Cebas: how did cebas software integrated into your production pipeline? How straightforward was it?

Most places I’ve worked that has 3ds Max in-house is actually a Maya house. To me it makes sense. There’s still some really old methods of doing things in Max that drives me insane. So I actually prefer a company that uses Maya for everything else , except the FX.

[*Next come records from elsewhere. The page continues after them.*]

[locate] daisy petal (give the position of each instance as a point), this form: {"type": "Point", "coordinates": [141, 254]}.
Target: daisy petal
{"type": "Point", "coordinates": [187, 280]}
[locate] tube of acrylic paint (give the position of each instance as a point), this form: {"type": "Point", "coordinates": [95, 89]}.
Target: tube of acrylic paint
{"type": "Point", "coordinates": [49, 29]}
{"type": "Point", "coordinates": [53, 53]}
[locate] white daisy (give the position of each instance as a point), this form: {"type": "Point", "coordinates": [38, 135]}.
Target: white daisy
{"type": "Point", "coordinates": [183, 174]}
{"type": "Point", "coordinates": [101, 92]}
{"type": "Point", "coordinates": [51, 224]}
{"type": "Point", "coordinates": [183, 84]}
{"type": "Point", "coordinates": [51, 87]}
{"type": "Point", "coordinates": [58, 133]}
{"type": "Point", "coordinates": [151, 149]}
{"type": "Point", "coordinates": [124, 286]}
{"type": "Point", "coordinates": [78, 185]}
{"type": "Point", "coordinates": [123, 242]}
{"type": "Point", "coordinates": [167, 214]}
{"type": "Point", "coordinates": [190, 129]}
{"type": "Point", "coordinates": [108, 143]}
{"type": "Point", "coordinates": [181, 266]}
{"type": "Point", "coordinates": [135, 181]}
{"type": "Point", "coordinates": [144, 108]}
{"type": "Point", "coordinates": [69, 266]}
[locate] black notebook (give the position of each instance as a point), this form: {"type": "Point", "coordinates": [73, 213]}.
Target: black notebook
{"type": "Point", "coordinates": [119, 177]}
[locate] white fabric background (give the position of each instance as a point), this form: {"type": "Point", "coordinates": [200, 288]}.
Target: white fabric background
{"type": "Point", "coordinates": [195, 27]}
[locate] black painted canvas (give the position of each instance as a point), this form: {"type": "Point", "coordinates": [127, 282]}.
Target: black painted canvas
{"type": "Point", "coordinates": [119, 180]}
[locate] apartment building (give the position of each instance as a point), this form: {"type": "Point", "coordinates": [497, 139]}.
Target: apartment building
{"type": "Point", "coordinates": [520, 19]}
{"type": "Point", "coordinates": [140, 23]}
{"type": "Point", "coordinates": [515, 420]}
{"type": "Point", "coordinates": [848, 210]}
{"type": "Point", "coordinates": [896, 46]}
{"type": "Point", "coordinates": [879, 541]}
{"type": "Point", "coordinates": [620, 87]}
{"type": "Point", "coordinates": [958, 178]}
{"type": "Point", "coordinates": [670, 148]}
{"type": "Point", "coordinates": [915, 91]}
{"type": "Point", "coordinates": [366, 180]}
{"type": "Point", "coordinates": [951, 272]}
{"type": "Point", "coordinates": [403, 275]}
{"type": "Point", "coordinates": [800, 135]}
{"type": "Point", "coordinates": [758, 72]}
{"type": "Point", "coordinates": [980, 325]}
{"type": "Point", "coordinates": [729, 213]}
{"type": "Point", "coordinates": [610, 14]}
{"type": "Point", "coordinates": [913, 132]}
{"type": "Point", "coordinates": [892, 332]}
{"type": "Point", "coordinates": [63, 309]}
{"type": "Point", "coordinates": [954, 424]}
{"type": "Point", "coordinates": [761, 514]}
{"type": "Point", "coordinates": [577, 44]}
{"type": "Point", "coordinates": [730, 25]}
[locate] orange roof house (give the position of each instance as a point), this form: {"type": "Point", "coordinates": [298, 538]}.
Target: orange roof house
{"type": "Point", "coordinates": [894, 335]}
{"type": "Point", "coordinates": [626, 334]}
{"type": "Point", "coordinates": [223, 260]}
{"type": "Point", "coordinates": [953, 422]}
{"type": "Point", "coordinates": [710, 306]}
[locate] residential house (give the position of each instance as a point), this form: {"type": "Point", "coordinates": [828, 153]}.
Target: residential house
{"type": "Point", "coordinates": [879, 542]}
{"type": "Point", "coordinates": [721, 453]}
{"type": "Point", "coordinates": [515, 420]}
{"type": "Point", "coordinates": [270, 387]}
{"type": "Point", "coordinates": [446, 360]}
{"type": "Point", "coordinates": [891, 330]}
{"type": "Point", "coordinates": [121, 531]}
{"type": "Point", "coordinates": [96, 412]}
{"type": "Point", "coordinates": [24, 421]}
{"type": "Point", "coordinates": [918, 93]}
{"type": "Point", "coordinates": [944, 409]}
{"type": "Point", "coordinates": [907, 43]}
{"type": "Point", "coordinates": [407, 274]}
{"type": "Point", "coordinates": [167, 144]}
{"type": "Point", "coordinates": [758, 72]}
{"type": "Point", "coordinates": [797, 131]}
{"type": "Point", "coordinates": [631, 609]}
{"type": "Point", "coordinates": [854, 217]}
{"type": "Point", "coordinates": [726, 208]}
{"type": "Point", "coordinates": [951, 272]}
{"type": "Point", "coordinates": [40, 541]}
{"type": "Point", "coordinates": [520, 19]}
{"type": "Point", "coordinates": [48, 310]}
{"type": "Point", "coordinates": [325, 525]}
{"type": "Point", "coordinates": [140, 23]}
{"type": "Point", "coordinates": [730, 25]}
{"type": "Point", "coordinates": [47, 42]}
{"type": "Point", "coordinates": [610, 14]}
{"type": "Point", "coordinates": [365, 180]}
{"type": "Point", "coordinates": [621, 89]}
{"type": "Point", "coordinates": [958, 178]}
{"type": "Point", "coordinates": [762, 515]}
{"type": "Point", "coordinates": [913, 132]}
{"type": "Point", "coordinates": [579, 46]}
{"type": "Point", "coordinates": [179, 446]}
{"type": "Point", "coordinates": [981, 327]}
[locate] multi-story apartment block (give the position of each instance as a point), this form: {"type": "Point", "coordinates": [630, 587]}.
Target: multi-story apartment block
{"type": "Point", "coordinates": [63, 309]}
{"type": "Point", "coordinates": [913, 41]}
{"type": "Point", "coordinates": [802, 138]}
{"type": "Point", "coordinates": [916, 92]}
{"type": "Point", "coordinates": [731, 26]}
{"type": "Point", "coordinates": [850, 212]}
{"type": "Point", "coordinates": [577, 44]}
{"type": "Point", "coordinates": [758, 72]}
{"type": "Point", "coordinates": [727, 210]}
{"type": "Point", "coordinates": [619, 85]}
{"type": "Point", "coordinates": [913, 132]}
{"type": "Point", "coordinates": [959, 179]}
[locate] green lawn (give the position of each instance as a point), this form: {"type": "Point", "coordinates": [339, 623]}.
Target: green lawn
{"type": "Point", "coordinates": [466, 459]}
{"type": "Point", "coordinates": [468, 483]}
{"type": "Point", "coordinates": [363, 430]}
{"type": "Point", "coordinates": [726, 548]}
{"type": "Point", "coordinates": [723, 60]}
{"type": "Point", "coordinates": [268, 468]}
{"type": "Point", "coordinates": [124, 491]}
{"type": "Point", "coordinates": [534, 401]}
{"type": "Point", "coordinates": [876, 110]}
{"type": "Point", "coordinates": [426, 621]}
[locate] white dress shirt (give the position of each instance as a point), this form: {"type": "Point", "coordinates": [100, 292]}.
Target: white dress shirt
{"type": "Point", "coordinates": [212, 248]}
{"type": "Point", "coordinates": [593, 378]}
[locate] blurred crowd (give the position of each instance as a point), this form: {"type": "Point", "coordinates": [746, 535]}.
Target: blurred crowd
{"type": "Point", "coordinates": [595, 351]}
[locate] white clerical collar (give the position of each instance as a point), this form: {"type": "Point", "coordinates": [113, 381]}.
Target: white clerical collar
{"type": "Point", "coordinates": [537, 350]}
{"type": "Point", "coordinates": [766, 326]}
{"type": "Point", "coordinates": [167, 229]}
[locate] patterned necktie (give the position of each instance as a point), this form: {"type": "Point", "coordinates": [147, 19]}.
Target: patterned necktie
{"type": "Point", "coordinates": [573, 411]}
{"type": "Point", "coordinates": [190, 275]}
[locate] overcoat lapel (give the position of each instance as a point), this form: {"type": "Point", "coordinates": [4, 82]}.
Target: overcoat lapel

I think most people nowadays realize that 3ds Max/thinkingParticles
/Fume/Krakatoa is a powerful combination for FX. With Alembic
integrated now as well as Xmesh , there’s just no reason to use ONLY one software package. It has truly opened up doors and given artists more freedom to use the right tool to get the job done. Companies that don’t realize this, really should.

Cebas: what is your wishlist for cebas software that it's not currently doing for you?

Do I dare say it? I would love to see Thinking Particles in Maya. There I said it!! Other than that, I don’t have many requests. I’m loving the powerful new features in Thinking Particles 6 as well as the price point (especially since going independent) I think subscription-based software is key. I wouldn’t mind seeing an interface change. I know that’s way easier said than done, but it might keep things fresh.

Cebas: what new projects can we expect from you in the future (if you're able to tell us).

I’m using thinkingParticles 6 quite heavily on the TV show Sleepy Hollow as well as some Constantine episodes, Black Sails among others. I’ve done a few commercials here and there, some work on the movie Pitch Perfect, some little things, but I do have some very exciting thinkingParticles work for a big feature film that comes out soon this year. I can’t really say what it is yet - top secret - but there will be some vfx breakdowns for sure!

Cebas: what advice would you give an aspiring artist? 

I would tell them to really dive into their work and believe in what they’re doing. There is still tons of work out there. Companies value artists that say they’re going to get something done, and follow through. Also, if you want to get into FX, learn EVERYTHING. Bounce between packages to see what works well and not so well in others. Don’t just learn how to do rigid bodies or fire. Learn how to do cloth, water, fire, smoke, sparks, destruction. Make yourself valuable and kill it!


Thank you Andy! for giving us all those valuable insights that can only come with experience at fx production. It's been wonderful talking to you.